In the same way, when Abraham Maslow began to talk to his students about ‘peak experiences’—experiences of sudden over-whelming happiness—many of them recalled peak experiences they had half-forgotten, or hardly noticed at the time. And the more they discussed peak experiences, the more they began to have. Merely thinking about them, talking about them, was enough to make them happen.

In both these cases, the crucial element was an attitude of optimism. The Buddhist priest told Olcott that he had no miraculous powers. That was why he was unable to perform miracles. Olcott began by thinking he had no miraculous powers, but he made the effort, and discovered he was mistaken. The conscious knowledge that such powers exist is the most important step towards developing them.

All human beings share a desire to expand their powers, to experience greater freedom and vitality, to ‘have life more abundantly’. What deters them from making an effort is a lack of any idea of where to begin.
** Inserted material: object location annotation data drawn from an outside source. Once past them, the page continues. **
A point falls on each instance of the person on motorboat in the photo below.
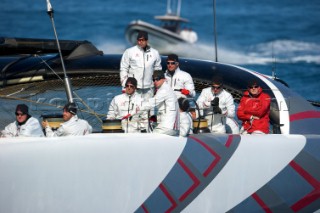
(254, 110)
(71, 126)
(185, 117)
(24, 126)
(216, 104)
(180, 81)
(128, 103)
(166, 104)
(139, 62)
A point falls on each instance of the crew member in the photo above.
(166, 104)
(185, 117)
(180, 81)
(24, 126)
(72, 124)
(254, 110)
(216, 104)
(128, 103)
(139, 62)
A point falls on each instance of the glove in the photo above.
(153, 118)
(217, 110)
(126, 117)
(185, 91)
(215, 102)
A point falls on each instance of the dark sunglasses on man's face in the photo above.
(216, 87)
(171, 62)
(129, 86)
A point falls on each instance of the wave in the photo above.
(281, 51)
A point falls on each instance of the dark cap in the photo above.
(132, 81)
(217, 80)
(142, 34)
(183, 104)
(173, 57)
(71, 107)
(252, 82)
(22, 108)
(158, 74)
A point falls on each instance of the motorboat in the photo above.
(170, 34)
(146, 172)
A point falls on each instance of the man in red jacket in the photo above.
(254, 110)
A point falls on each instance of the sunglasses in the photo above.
(171, 63)
(214, 87)
(130, 86)
(156, 79)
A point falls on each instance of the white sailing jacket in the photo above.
(31, 128)
(226, 104)
(185, 124)
(140, 64)
(72, 127)
(167, 107)
(123, 104)
(181, 80)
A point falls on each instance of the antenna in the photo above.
(66, 79)
(274, 75)
(215, 31)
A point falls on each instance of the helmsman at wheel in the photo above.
(128, 103)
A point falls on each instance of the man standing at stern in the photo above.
(180, 81)
(139, 62)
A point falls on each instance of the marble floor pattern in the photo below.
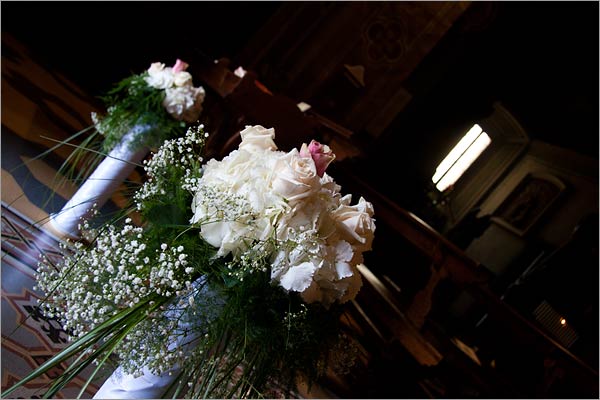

If our reasoning has been correct, we have solved that problem. All that is necessary is to know that these powers are associated with the hidden part of the mind, and that they can be called upon by conscious effort. We simply need to be convinced that they exist. And this conviction can be gained by studying the evidence until dawning understanding turns into insight. No ‘belief’ is required, and no mystical disciplines are necessary: only the kind of straightforward effort that is needed to verify that the angles of a triangle really add up to a hundred and eighty degrees, or that the square on the hypotenuse is really equal to the square on the other two sides. Study the problem of multiple personality with an open mind, the phenomena of poltergeist activity, the curious powers of men like Rasputin and Gurdjieff, the observations of Lethbridge and Underwood on dowsing, and it is almost impossible to avoid the conclusion that the human mind is a vaster and stranger realm than we ever supposed. Moreover, the greatest step towards exploring its latent powers is simply to recognise clearly that they exist.